Eventually the novel flashes back to when Rhett was twelve years old. He never had a good relationship with his father, Langston Butler, and often refused to go to Charleston with his father. His father often punished Rhett due to his lack of cooperative skills as his eldest son. Instead, Rhett spends time in the slaves quarters where he enjoys his time with Will (a slave). One day, Will gets firmly punished due to disobedience towards a white overseer. Rhett, unable to see his friend getting whipped continuously and having no power to stop it, takes the boat to escape the chaos, and vows to grow up and never be helpless again.

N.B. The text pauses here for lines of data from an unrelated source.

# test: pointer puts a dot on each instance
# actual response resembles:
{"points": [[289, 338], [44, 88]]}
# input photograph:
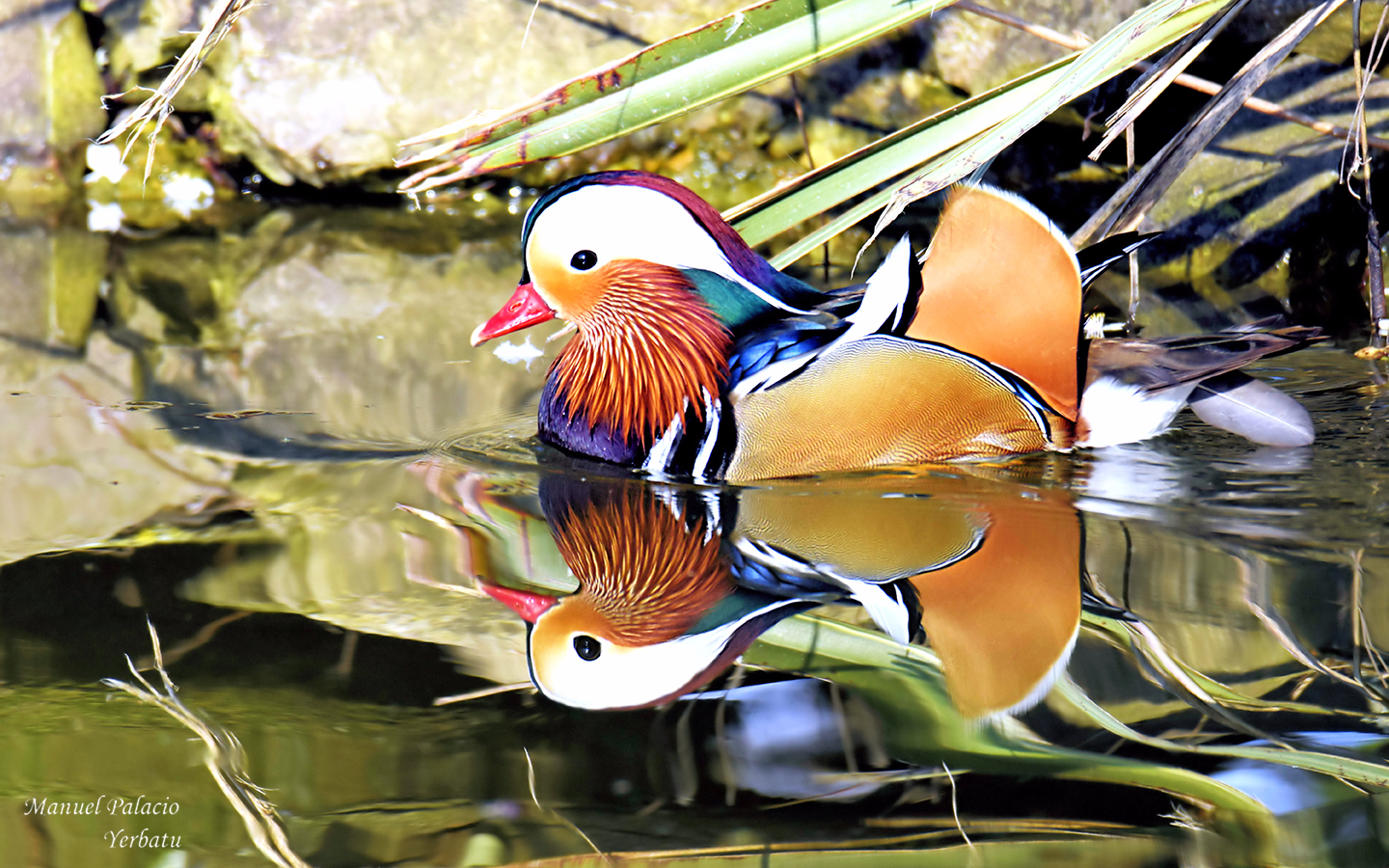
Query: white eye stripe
{"points": [[631, 223]]}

The novel continues through the time covered by Gone with the Wind and retells the story. The story is not told solely from Rhett's perspective. It proceeds to relate other moments from the time during the original novel and then adds a new ending. The book only goes a short way past the timeline of Gone with the Wind (unlike the sequel Scarlett, which travels several years further).

==Reception==

Melissa Whitworth of The Daily Telegraph described McCaig's Butler as "touchy-feely". In The New York Times, Stephen Carter noted that the character of Rhett Butler was made into a more human, flawed person than either Mitchell or Ripley portrayed him to be. However, he stated that the novel transformed Rhett from the man of mystery that drew readers to him into "a version of the angst-ridden, on-the-make, love-struck antihero of modern fiction: Rhett Butler as channeled by Rabbit Angstrom [of Rabbit, Run] or T. S. Garp [of The World According to Garp]." He then wondered if such a Rhett was one wanted by readers. Alison Flood of The Guardian said that in Mitchell's novel, the character of Mammy – which won actor Hattie McDaniel an Oscar in the film version of the book – is not fleshed out.